July 2011 Issue

Here’s the thing. We live on a typical rural Midwestern road, a two-lane blacktop (really 1-1/2 lanes) with no shoulder, and scary-deep drainage ditches on both sides awaiting the unwary. “Town” (gas station, post office, hardware store, tiny drugstore, dive bar and several not-good pizza shops) is about three miles down the road. So when you have to go there, you drive between immense fields of corn or soybeans (they alternate crops every year) until you reach the first problem, which is a sharp curve at the corner of one of the larger fields. If the crop is soybeans, no problemo; you can see what’s coming from the other direction. If it’s corn, you’re screwed; you’d think that cars coming into a tight blind curve would slow down and stick to their own side, but you’d be wrong. We’ve had several close calls at that curve with morons going way too fast in the wrong lane. The speed limit for most of this road is 45 mph, which is nuts, and many people try to take this curve at 35-45. A substantial percentage fail, as evidenced by the permanent deep wheel ruts at its apex leading to the newest telephone pole on the road. It’s always the newest pole on the road.

If you survive that curve, you drive another half-mile until you reach the woods, where things get really interesting. The road rises and then dips sharply, and at the bottom of the hill it takes a 90-degree twist to the left as it rises steeply into the woods. It’s exactly the sort of gut-wrenching dive and twist you find on roller coasters.

Bon Voyage, Bucko

If, perchance, you should miss the turn through inattention, you’ll quickly find yourself airborne above a 30-foot drop into the old Ohio & Erie Canal with only some sparse and scraggly trees to break your fall. Yes, people have done this. No, there is no guard rail, but there is a nice series of little yellow signs pointing to the left, all of which have been hit at least once.

The speed limit here is 25 mph, but you’d be insane to take it at more than about ten. And again, the real problem here is the imbeciles who come shooting into that curve doing 45 mph and wind up going sideways in your lane. Let’s just say that it’s drivers like that who make it profitable for our tiny county to have not one, but two full-time medical evacuation helicopters based here.

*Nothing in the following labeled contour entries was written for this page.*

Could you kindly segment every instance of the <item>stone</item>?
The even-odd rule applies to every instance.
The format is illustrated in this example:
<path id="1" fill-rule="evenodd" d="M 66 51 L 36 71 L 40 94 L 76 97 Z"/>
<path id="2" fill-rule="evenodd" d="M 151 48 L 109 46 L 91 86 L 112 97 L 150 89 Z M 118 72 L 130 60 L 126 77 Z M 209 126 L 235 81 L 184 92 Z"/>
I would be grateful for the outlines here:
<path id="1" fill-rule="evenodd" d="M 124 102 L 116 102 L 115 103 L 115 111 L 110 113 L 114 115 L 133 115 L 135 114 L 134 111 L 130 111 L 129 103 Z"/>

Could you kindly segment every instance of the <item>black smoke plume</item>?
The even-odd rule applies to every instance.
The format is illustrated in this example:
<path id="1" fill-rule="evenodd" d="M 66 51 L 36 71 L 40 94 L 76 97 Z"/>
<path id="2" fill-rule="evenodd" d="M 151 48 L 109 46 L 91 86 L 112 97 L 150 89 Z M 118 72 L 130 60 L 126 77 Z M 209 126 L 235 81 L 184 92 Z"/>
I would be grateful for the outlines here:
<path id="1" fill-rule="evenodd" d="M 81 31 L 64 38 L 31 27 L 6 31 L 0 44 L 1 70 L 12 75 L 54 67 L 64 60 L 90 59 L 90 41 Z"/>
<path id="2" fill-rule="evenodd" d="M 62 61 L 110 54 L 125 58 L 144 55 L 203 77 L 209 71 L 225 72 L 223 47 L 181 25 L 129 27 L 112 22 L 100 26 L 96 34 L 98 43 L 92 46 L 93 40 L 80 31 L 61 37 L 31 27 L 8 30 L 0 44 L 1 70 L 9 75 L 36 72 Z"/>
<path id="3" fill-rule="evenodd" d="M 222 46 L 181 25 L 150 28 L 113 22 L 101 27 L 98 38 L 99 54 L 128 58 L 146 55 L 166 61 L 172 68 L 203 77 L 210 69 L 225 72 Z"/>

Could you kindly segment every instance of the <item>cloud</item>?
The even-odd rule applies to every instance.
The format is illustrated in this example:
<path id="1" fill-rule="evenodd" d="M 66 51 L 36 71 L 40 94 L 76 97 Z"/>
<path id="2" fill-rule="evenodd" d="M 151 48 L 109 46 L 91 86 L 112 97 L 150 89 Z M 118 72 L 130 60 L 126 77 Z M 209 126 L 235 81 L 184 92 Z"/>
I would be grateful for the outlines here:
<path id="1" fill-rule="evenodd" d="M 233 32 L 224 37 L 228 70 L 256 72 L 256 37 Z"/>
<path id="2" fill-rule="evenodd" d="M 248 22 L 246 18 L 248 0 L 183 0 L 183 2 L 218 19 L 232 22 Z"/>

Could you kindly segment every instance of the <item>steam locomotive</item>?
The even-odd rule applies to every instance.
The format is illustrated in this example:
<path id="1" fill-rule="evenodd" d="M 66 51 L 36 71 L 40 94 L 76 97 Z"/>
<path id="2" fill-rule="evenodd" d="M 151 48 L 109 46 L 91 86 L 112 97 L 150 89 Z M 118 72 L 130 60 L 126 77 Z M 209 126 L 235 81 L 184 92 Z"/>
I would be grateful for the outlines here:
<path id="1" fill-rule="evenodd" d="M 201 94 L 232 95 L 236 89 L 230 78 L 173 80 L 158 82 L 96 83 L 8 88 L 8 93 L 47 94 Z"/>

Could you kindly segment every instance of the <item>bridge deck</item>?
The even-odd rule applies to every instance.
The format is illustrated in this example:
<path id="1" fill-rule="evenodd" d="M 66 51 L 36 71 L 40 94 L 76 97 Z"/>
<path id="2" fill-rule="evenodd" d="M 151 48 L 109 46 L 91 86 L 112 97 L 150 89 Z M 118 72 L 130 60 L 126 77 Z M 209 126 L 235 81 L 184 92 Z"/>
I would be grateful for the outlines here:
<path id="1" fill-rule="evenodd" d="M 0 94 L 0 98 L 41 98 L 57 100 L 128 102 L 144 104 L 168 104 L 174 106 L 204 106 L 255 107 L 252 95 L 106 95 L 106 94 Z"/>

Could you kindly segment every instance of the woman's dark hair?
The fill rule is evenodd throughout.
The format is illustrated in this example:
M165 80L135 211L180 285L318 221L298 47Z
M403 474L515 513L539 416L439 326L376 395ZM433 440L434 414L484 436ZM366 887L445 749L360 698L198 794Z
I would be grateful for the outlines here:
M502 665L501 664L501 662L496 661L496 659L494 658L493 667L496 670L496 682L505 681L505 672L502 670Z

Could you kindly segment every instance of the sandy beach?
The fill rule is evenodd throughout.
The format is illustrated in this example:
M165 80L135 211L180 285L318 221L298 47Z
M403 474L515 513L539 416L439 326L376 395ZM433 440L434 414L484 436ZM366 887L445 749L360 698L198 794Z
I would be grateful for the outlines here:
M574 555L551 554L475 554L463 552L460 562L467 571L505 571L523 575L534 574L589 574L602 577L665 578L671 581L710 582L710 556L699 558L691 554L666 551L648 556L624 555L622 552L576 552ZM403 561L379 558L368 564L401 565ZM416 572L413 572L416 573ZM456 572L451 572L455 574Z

Anyway, if you survive that bit of fun, you’ve got a straight shot to town through the woods, albeit with the canal cut on one side and a similar drop to the fields on the other. (The road alongside the canal is actually built on the mounds of earth they removed while digging the canal back in the 19th century. This bit is the deepest cut they had to make in the entire length of the canal.)

Then there’s one last blind hump and plunge, and you’re in town. Whee! For extra fun, be sure to try this ride in the winter when the road is covered in ice.

So the real problem with this road is the other drivers, many of whom are our neighbors, many of whose driving skills lack … finesse. I mean c’mon, you live on this road — why would you take that curve on the wrong side? Can’t you envision the possibility that it might be your own kid coming the other way?